"Find on this page" handles Unicode combining characters poorly

Apr 27, 2014
Steps to reproduce

Simpler reduced repro:

Go to https://jsfiddle.net/7faeufdk/ in both Edge and Chrome

Copy this directly: caractère

Paste that word into find on page in both Edge and Chrome


Both find it



Only Chrome finds it.  Edge can find “caractère” but not "caractère".  Don’t be thrown off by the text rendering in Visual Studio if you are viewing this with the native client – it renders the former with the accent over the ‘r’ which is incorrect, both words should have the accent over the 'e’.




Original repro


URL = http://www.huffingtonpost.fr/cedric-villani/comite-de-soutien-anne-hidalgo_b_4628631.html?utm_hp_ref=france


Repro Steps:


A page exhibiting the problem "in the wild": http://www.huffingtonpost.fr/cedric-villani/comite-de-soutien-anne-hidalgo_b_4628631.html?utm_hp_ref=france

Repro steps:

  1. Create a web page that includes a word with combining characters, e.g. “caractère” (note that “è” is a sequence of two Unicode codepoints: U+0065LATIN SMALL LETTER E and U+0300 COMBINING GRAVE ACCENT).

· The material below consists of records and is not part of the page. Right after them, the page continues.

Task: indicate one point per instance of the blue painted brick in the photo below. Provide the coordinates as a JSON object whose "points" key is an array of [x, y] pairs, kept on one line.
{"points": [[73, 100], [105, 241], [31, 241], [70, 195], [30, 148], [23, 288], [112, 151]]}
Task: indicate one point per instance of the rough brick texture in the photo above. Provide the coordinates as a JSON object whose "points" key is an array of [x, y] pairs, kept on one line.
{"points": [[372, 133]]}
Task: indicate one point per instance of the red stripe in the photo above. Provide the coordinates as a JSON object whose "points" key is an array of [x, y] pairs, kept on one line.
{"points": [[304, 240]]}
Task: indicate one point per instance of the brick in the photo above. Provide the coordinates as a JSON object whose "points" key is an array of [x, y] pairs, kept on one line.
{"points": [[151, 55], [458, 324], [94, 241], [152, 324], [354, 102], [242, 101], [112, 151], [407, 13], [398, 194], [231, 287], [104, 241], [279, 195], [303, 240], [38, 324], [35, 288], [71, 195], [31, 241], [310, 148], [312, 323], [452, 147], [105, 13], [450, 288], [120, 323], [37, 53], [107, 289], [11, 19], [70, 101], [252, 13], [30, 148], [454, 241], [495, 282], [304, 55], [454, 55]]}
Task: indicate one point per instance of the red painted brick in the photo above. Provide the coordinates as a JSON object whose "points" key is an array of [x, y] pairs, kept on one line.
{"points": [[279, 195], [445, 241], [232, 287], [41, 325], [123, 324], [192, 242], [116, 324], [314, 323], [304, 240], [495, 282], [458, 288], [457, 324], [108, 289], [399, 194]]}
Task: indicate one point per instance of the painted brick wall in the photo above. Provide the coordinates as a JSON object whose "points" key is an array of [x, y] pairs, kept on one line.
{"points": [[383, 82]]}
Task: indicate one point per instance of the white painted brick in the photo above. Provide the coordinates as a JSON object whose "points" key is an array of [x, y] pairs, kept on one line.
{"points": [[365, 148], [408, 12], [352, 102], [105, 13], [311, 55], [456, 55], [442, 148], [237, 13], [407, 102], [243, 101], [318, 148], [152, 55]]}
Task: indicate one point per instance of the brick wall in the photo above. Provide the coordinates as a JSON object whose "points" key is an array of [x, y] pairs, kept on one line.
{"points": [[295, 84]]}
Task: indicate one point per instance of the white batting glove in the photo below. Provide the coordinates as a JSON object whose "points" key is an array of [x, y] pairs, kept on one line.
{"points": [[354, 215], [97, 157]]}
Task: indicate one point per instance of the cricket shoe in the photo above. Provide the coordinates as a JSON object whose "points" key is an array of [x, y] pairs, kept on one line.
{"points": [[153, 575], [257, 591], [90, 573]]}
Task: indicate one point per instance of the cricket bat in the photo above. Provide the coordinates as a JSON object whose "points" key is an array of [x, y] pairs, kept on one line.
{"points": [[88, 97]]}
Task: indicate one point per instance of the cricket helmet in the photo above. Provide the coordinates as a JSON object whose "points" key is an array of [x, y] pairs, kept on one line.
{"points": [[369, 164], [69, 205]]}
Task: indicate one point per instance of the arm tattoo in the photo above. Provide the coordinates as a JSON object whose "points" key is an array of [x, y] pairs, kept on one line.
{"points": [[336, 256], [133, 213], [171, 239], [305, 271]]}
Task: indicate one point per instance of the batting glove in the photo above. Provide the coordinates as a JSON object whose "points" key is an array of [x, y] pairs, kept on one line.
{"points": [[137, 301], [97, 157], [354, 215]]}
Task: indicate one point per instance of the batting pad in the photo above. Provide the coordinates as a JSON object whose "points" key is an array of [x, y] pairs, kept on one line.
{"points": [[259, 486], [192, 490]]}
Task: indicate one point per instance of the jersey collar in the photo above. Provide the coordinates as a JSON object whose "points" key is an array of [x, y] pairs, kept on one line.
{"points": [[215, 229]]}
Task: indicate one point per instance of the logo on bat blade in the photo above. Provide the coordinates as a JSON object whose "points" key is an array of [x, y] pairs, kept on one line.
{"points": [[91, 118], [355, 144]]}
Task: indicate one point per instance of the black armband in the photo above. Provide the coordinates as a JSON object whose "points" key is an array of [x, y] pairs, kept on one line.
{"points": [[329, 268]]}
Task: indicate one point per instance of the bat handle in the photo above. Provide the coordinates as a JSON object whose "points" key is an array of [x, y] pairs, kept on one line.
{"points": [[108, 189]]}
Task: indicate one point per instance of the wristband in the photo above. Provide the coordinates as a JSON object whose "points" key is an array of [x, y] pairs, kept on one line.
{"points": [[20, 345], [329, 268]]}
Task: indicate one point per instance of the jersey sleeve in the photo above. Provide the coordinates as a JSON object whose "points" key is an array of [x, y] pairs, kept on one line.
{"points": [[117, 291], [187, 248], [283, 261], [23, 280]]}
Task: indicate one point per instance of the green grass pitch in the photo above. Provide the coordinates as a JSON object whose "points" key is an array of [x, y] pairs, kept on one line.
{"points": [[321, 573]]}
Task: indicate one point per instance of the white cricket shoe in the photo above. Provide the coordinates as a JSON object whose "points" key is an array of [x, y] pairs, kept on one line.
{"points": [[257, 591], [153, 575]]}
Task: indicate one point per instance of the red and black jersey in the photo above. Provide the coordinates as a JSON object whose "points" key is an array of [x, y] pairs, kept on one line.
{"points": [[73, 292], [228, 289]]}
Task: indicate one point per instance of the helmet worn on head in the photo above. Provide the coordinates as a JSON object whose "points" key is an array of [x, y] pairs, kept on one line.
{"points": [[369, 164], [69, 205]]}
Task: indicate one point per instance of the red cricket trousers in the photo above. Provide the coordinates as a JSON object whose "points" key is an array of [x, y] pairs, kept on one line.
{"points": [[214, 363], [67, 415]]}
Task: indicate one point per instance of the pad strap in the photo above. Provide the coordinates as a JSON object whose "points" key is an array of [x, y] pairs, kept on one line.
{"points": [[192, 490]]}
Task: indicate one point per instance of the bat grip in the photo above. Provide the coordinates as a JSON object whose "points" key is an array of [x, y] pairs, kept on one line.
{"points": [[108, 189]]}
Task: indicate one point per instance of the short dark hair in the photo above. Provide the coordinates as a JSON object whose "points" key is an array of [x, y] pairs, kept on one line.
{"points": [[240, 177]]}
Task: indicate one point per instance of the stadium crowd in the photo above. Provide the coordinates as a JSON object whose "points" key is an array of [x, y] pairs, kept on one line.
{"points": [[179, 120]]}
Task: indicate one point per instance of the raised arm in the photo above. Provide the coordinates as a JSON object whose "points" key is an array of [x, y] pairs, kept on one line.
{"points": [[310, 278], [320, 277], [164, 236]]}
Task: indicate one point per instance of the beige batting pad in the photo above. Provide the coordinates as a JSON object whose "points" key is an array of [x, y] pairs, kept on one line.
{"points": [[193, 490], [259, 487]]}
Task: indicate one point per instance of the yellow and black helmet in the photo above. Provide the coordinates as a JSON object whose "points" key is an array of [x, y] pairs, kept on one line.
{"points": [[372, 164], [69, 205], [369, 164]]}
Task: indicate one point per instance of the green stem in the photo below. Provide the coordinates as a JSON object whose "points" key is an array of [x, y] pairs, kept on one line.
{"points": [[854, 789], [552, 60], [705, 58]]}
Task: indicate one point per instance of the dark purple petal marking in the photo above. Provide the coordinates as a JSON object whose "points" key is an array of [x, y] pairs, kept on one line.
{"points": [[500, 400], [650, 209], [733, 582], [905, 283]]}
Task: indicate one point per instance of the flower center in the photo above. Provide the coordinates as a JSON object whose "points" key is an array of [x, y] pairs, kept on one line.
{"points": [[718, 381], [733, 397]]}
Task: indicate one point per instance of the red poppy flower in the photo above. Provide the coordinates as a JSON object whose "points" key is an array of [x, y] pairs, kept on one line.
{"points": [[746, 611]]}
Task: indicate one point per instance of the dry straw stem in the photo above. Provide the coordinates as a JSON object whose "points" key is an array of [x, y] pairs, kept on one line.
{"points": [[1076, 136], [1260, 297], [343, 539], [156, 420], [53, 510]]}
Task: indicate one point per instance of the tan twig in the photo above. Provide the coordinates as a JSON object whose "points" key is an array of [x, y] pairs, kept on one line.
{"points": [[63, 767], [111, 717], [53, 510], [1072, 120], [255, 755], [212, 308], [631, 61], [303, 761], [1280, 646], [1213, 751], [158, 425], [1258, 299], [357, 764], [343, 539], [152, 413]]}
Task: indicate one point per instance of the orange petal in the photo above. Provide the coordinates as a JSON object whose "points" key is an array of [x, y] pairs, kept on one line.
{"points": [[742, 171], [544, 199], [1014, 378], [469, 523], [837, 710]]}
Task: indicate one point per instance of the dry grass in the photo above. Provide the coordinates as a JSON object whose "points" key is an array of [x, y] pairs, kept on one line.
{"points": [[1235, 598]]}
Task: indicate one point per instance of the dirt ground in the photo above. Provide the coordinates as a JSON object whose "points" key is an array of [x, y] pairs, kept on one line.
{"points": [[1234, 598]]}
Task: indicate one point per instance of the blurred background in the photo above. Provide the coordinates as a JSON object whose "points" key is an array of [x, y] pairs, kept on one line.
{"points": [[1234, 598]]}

  2. Open it in Internet Explorer (currently IE 11 on Windows 7 64 bits) and type Ctrl+F.

  3. Type “caractère” (note that “è” is one Unicode codepoint here: U+00E8 LATIN SMALL LETTER E WITH GRAVE).

  4. Note that the word is not found.

Expected Results:


When searching for some text on a page, all possible Unicode representations should be considered the same. This could be achieved e.g. by pre-converting to normalization form D (but other implementations are possible).

Actual Results: